In 2001, Americans and their allies, backed on the ground by Afghan opposition forces, overthrew the Taliban regime in Kabul, Afghanistan and appointed Hamid Karzai to the presidency in just a few weeks. But now, just a few months before the withdrawal of the American and allied troops and a new presidential election in April, Afghanistan is in chaos once again. Not only are the Taliban still attacking government forces, but al-Qaeda is also getting stronger.
“Fracafrique” is dead
France seems to have had more success — for now — in Sub-Saharan Africa. Partly because, unlike the U.S., Paris has colonial experience that enables the country to return to a familiar ground in the guise of “reluctant police force.”
Another difference between Iraq and the French interventions in Sub-Saharan Africa is that the latter were carried out with a United Nations mandate and the support of the African Union.
“Françafrique” is dead, but as French Foreign Minister Laurent Fabius has pointed out, France still has influence in Africa, not to mention cultural and historical links. France has also kept stand-by forces there.
But the country must now reexamine its security plan in Sahel. Because victory, even in Mali, could be short-lived. The bases of fighters linked to al-Qaeda in the north of the country have indeed been destroyed, but many of them have dispersed or still maintain a presence, like in Kidal. For lack of stabilization and far away from cries of victory, Libya also remains a hotbed for departure and retreat for these fighters.
Malian President Ibrahim Boubacar Keïta, elected in September 2013 as head of a weakened state and a still-divided nation struggling to resolve tensions with the Tuareg, faces huge challenges.
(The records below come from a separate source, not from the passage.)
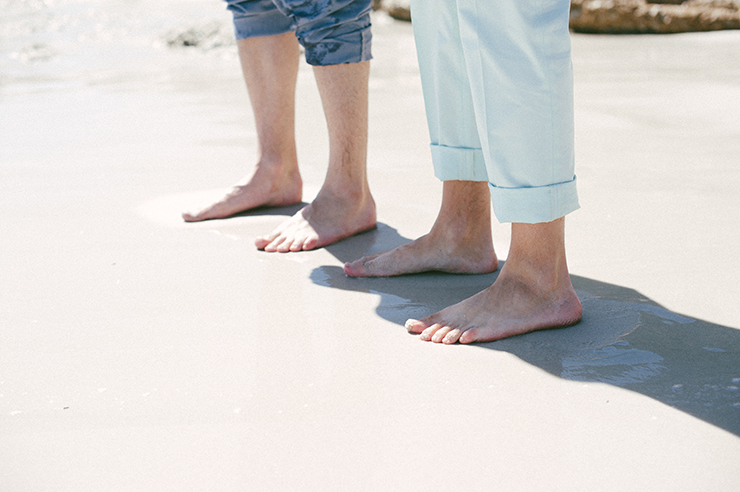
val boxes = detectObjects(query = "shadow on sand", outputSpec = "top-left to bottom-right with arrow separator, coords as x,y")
311,224 -> 740,436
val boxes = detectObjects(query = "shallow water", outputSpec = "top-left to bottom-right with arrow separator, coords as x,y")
0,0 -> 233,92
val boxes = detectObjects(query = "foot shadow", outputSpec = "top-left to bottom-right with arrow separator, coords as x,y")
200,202 -> 308,222
311,225 -> 740,436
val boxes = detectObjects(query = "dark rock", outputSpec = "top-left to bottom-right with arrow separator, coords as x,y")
373,0 -> 740,34
570,0 -> 740,34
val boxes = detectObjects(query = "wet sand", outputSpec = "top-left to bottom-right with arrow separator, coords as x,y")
0,8 -> 740,492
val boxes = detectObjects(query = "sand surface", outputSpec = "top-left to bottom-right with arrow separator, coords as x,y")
0,0 -> 740,492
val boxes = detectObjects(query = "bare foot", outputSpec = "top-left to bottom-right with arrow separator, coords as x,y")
254,186 -> 376,253
344,229 -> 498,277
344,181 -> 498,277
182,165 -> 303,222
406,262 -> 581,344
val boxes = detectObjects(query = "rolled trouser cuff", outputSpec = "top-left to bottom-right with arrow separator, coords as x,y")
489,176 -> 580,224
227,0 -> 295,40
430,144 -> 488,181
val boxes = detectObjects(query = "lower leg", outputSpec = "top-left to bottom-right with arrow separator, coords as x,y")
255,62 -> 376,252
183,33 -> 302,221
344,181 -> 498,277
406,217 -> 581,344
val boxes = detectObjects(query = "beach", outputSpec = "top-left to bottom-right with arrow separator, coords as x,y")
0,0 -> 740,492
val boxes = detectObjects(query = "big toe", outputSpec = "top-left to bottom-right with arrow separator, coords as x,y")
344,259 -> 367,277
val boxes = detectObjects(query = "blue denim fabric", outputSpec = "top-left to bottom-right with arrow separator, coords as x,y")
220,0 -> 372,65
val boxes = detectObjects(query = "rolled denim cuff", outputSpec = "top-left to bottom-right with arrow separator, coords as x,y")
226,0 -> 295,40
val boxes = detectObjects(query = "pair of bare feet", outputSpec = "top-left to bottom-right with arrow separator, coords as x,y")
183,33 -> 581,343
184,179 -> 581,344
182,161 -> 376,253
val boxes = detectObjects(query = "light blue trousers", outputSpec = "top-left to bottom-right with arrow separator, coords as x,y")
411,0 -> 579,223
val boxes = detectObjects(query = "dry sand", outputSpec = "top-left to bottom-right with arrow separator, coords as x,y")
0,7 -> 740,492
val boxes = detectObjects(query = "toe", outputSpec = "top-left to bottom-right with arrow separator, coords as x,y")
442,328 -> 462,345
432,326 -> 452,343
405,319 -> 429,333
419,323 -> 442,342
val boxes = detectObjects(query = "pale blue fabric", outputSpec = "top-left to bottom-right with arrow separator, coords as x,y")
411,0 -> 579,223
221,0 -> 372,65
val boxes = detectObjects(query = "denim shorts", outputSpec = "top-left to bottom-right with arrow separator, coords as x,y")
225,0 -> 372,65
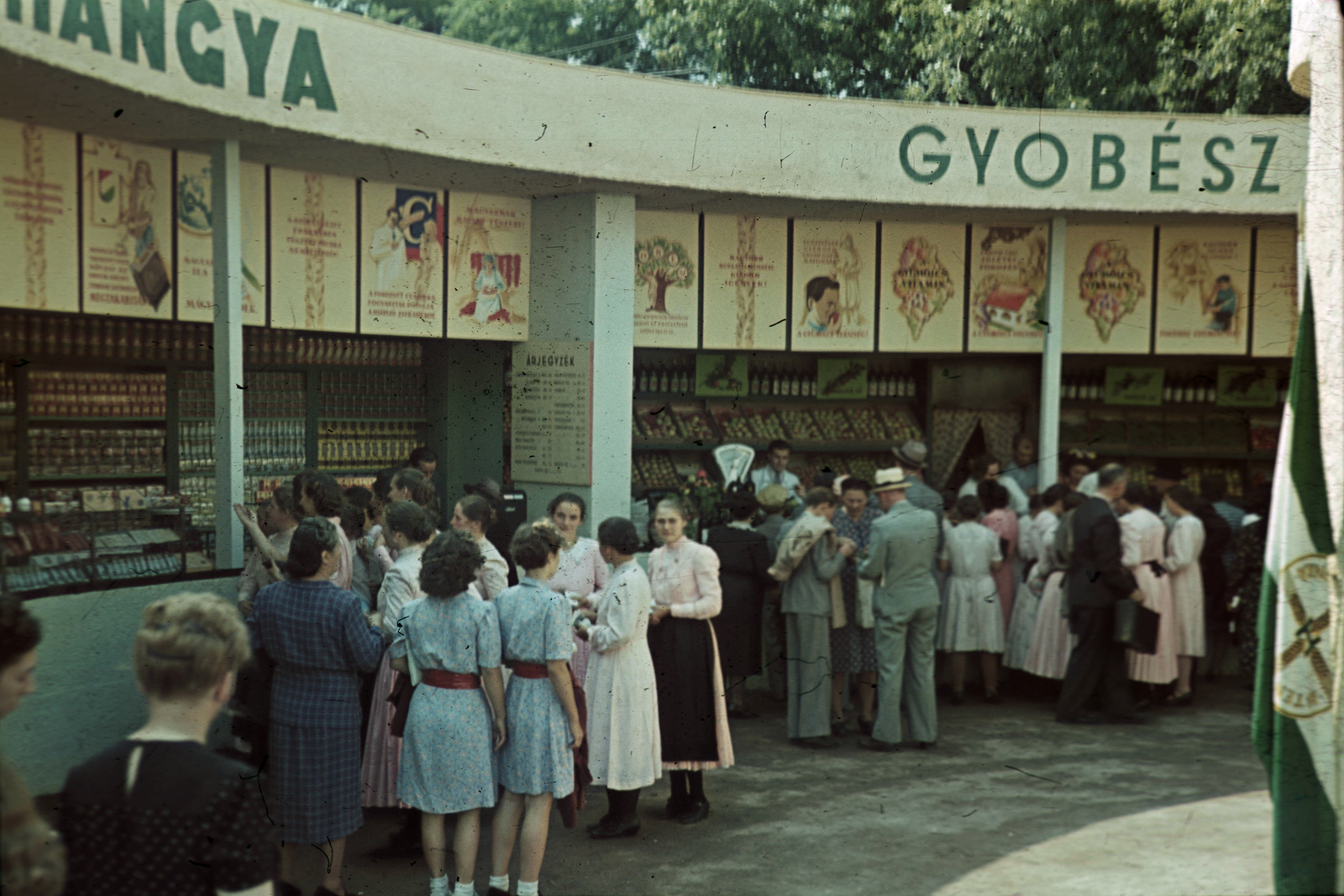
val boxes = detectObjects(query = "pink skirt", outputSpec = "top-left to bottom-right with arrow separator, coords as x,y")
1021,572 -> 1078,679
360,650 -> 406,807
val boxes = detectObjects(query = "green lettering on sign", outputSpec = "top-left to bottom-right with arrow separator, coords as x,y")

In addition to this, the French and now UN troops are struggling to consolidate their security advances, as the International Crisis Group recently pointed out.
And the task, for Catherine Samba-Panza, the former Bangui mayor elected this week as head of C.A.R., is Dantesque. This might force the French troops into staying longer than announced, like in Mali. Unless the African countries manage to take over and secure the country. But, like in the Middle East or in Central Asia, post-intervention stabilization is not a steady path.